The extended route would "serve a sizable, underserved, disproportionately elderly population" and "improve connectivity with existing transit lines," according to a letter signed by Ald. Margaret Laurino (39th), Ald. Anthony Napolitano (41st) and Ald. Debra Silverstein (50th).

The letter was addressed to officials at the Pace suburban bus agency, who are working with the CTA on a sweeping plan to overhaul service on the Far North Side and northern suburbs.

Pace is still finalizing its plan for the North Shore bus network, with a preliminary proposal due to be published by late September,spokeswoman Maggie Daly Skogsbakken said.

The extended bus line would link up with the No. 82 Kimball-Homan line to the east, the No. 84 Peterson Avenue line to the west, and a soon-to-be extended Pulaski Road line in between. [39th Ward]

Extending the Devon bus would give nearly 10,000 more people direct access to the No. 82 Kimball-Homan bus line to the east, and the No. 84 Peterson Avenue line to the west, the alderman wrote. It would also be a "major feeder" into an extended Pulaski Road bus line, another proposal being considered by regional transit planners.

The aldermen wrote that "traffic is relatively smooth" on Devon, a four-lane thoroughfare bisected by a median along most of the route. The patchwork of streets converging on Edgebrook Crossing would give the bus ample opportunity to turn around at the end of its route, they added.

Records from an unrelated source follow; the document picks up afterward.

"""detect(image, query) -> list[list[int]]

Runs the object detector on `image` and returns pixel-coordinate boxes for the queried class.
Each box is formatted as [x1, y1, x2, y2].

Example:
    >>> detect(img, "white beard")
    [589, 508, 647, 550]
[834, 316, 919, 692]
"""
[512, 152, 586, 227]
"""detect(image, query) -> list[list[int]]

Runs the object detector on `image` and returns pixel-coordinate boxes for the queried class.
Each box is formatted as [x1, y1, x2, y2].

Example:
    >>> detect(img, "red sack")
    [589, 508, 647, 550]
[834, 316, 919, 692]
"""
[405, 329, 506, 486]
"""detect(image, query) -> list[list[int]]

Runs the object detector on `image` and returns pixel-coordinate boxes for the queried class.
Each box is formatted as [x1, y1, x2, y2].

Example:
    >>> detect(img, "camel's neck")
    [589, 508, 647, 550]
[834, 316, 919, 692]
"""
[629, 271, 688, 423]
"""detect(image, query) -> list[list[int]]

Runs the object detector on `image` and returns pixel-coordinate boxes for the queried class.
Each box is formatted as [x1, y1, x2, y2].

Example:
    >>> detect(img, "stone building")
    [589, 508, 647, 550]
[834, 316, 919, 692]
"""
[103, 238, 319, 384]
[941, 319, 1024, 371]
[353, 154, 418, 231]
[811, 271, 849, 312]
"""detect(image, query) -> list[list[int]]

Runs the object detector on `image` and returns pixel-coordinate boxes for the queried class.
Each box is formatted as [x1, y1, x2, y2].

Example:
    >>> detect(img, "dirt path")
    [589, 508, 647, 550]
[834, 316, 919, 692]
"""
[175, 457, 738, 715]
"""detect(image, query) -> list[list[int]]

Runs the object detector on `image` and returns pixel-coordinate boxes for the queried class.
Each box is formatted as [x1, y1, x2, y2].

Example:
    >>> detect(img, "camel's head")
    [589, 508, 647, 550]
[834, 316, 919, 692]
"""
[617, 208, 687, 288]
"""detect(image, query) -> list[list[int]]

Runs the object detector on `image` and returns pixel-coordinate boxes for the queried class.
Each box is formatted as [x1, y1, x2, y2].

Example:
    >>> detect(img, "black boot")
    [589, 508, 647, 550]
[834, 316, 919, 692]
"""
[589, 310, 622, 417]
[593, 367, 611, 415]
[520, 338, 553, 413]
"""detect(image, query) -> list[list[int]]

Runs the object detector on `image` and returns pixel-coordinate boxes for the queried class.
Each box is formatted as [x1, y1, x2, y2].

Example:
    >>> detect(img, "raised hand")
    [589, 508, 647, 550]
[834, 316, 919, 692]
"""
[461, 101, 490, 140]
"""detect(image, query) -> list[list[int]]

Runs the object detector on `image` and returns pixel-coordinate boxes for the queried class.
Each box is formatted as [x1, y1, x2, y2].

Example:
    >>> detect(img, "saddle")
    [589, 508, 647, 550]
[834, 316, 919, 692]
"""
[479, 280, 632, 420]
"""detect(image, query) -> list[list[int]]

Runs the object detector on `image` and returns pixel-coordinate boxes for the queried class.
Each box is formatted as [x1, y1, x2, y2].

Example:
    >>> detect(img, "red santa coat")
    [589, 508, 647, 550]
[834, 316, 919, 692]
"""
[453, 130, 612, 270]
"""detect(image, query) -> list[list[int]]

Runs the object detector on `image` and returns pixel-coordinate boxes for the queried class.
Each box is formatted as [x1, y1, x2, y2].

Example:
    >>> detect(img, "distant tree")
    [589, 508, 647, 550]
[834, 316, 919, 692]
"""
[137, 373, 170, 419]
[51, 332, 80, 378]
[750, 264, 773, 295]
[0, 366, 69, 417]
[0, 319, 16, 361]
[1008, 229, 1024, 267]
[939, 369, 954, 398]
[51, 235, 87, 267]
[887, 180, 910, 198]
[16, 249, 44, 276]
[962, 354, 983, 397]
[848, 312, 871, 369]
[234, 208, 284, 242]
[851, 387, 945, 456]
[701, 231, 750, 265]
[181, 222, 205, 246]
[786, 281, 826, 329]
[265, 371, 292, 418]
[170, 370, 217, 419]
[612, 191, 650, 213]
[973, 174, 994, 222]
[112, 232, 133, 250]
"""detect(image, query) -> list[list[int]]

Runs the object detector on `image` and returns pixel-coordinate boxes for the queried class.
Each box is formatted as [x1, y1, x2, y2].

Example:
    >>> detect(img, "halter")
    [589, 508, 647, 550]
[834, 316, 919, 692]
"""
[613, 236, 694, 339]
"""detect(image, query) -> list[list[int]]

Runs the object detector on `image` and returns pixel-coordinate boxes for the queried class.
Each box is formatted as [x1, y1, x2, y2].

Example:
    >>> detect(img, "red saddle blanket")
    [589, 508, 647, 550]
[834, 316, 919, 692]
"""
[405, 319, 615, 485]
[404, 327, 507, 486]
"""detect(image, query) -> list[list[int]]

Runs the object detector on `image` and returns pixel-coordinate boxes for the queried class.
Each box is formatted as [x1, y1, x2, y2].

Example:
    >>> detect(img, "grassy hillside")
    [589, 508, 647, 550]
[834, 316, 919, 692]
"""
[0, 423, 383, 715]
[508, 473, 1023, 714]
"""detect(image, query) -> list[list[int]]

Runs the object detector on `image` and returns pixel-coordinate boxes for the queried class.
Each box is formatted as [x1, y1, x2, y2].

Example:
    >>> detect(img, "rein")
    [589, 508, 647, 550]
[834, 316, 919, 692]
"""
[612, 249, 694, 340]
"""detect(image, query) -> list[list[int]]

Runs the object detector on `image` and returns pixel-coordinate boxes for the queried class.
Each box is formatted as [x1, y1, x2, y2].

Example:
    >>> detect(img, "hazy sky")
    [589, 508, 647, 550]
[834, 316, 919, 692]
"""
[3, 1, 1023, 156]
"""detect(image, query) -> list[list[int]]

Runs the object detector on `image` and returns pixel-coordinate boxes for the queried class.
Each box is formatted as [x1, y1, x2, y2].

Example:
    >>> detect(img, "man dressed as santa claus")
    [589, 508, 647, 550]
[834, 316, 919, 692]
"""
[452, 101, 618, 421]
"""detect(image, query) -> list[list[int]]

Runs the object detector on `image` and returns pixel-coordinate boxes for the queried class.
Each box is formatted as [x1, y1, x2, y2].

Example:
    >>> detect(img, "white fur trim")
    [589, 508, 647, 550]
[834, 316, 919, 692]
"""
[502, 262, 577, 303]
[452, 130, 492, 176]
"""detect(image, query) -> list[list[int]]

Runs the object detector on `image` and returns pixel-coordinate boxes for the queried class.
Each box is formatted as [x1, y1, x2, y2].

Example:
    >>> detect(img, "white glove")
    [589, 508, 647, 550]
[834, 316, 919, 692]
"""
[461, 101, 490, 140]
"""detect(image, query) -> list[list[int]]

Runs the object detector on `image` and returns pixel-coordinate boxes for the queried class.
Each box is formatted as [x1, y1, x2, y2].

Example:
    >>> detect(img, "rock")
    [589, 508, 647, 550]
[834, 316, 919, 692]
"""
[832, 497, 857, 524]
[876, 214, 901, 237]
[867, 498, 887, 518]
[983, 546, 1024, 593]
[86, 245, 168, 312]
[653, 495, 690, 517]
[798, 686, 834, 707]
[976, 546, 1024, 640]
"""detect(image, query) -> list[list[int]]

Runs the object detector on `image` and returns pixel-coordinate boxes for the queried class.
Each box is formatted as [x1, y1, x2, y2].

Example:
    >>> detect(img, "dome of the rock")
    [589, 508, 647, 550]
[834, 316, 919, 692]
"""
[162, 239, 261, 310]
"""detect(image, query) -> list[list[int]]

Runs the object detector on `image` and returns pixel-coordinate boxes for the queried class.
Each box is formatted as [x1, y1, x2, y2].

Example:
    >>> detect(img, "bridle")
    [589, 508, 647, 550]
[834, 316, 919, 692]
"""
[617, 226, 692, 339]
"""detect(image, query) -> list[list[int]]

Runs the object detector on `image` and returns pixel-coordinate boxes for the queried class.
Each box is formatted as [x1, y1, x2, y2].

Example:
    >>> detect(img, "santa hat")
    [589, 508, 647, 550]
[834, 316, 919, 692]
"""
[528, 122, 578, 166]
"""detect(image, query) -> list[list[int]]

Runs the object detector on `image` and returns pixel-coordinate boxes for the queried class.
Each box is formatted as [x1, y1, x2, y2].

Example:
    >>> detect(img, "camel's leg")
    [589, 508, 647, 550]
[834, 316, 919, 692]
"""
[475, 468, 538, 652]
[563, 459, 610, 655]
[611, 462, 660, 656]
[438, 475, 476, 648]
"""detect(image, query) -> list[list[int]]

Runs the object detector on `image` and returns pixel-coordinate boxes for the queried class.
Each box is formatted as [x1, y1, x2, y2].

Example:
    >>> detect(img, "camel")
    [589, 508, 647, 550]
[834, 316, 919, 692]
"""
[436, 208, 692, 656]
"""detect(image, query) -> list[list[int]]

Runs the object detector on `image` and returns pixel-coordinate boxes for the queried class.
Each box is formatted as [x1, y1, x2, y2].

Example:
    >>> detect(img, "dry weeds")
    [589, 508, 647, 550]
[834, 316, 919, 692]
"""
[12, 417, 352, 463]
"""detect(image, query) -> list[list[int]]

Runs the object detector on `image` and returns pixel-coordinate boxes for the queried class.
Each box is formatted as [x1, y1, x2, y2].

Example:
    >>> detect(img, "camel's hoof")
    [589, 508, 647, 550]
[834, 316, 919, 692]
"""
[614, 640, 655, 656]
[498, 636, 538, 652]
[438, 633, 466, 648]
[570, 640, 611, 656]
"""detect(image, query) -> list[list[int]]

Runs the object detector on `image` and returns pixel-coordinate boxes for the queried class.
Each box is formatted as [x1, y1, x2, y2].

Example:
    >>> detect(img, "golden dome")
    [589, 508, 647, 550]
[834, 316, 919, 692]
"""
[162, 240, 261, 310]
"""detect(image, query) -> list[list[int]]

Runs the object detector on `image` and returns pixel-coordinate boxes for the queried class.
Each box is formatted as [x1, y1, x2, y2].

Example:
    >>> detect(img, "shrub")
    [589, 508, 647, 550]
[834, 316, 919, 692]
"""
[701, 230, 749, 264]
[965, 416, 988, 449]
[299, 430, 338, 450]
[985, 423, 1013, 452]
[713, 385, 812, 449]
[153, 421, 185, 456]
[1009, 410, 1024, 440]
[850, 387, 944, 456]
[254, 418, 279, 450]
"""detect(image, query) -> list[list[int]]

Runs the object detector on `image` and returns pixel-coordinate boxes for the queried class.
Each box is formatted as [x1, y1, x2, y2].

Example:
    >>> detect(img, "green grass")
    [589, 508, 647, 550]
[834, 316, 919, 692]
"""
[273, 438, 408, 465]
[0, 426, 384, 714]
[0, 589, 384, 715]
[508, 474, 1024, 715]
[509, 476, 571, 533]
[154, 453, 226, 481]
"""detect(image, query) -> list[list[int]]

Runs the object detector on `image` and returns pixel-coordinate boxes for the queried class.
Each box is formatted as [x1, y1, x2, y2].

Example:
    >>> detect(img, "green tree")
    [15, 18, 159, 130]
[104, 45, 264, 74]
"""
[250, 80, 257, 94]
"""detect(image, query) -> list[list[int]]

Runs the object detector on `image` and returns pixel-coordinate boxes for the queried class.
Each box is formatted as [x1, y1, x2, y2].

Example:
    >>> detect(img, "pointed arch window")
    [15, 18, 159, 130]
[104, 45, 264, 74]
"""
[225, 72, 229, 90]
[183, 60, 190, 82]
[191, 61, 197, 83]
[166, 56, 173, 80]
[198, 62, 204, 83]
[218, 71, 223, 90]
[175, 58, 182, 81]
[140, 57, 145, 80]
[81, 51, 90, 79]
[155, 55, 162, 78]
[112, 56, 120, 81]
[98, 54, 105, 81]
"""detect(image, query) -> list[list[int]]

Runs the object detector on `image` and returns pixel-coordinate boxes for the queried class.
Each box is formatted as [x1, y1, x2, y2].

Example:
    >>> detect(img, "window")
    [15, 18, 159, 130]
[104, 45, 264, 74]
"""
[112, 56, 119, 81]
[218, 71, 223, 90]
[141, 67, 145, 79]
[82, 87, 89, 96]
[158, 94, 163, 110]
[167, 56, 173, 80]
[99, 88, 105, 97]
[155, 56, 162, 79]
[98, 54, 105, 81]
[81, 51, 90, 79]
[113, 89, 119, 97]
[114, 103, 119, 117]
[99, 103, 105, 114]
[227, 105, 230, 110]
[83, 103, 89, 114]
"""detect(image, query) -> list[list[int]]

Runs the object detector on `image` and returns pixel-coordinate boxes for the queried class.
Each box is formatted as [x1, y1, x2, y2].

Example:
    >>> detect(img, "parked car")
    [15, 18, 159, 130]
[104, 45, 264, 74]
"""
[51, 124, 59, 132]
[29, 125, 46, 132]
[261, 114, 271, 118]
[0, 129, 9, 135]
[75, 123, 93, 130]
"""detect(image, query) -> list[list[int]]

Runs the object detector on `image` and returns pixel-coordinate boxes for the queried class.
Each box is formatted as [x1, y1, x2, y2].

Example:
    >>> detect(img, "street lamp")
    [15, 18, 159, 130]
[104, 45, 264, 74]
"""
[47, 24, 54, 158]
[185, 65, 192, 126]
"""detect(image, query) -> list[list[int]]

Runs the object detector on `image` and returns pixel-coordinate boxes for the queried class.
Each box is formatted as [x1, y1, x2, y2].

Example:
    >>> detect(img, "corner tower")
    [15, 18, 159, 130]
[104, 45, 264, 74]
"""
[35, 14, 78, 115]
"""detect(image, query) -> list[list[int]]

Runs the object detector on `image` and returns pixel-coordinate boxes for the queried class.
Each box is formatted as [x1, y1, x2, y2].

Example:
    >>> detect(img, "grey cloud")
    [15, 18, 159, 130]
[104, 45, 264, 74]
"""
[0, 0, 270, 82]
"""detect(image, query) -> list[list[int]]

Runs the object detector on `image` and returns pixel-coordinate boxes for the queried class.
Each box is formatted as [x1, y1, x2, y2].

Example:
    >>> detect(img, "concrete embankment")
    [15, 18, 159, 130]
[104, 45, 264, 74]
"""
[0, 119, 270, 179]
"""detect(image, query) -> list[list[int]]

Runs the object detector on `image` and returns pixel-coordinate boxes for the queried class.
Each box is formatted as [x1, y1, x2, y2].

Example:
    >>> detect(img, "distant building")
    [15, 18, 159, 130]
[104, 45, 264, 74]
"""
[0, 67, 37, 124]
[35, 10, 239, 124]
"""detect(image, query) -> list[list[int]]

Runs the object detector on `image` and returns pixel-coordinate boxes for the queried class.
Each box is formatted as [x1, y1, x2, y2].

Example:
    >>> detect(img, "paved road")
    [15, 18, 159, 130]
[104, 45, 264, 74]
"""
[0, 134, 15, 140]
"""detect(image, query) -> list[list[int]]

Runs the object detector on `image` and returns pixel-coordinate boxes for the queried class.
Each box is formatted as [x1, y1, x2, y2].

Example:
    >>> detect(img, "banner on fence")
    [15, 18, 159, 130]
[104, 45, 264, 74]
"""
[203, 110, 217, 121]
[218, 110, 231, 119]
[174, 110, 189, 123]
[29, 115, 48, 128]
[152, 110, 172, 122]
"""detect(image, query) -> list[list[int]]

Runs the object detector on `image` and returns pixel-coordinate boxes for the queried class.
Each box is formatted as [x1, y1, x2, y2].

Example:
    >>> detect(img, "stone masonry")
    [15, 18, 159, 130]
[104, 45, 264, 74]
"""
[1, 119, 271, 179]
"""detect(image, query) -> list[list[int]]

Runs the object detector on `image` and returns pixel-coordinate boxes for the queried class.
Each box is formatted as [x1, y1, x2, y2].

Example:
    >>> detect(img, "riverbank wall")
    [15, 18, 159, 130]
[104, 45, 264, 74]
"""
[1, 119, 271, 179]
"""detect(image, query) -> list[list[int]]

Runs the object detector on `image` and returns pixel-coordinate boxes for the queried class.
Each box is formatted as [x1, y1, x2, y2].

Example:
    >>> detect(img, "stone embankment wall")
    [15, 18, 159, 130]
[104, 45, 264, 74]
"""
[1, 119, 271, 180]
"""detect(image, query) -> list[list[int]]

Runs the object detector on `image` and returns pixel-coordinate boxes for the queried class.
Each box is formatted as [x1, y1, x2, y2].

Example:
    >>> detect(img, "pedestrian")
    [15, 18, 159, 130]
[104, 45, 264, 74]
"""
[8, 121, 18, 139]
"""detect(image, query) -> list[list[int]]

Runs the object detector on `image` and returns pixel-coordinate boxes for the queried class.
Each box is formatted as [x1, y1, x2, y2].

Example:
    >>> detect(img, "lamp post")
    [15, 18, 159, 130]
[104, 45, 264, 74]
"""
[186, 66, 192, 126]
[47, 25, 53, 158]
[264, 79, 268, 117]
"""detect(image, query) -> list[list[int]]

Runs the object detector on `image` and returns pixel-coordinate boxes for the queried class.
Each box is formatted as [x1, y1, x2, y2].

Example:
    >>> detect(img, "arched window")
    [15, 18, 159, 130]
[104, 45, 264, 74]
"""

The "core market area" for the Devon line extension, encompassing anyone living within a quarter-mile of the route, is expected to grow in population during the next 20 years, they wrote.

The extended line would give thousands of residents in North Park, Sauganash and Edgebrook direct access to the "Little India" business corridor in West Ridge, officials said. [DNAinfo/Linze Rice]

"Currently, no one in the core market area lives within a quarter mile of an east-west bus line," the letter reads. "Some people in that area ... currently have to walk three quarters of a mile to the nearest east-west bus line."

About 25 percent of that population is 65 or older, according to census data cited by the aldermen.

Sending a CTA bus through North Park, Sauganash and Edgebrook would put those seniors within easy reach of both the ("Little India") business corridor in West Ridge and the Westfield Old Orchard Mall in suburban Skokie, officials added.

Representatives of the CTA did not immediately respond to a request for comment Wednesday.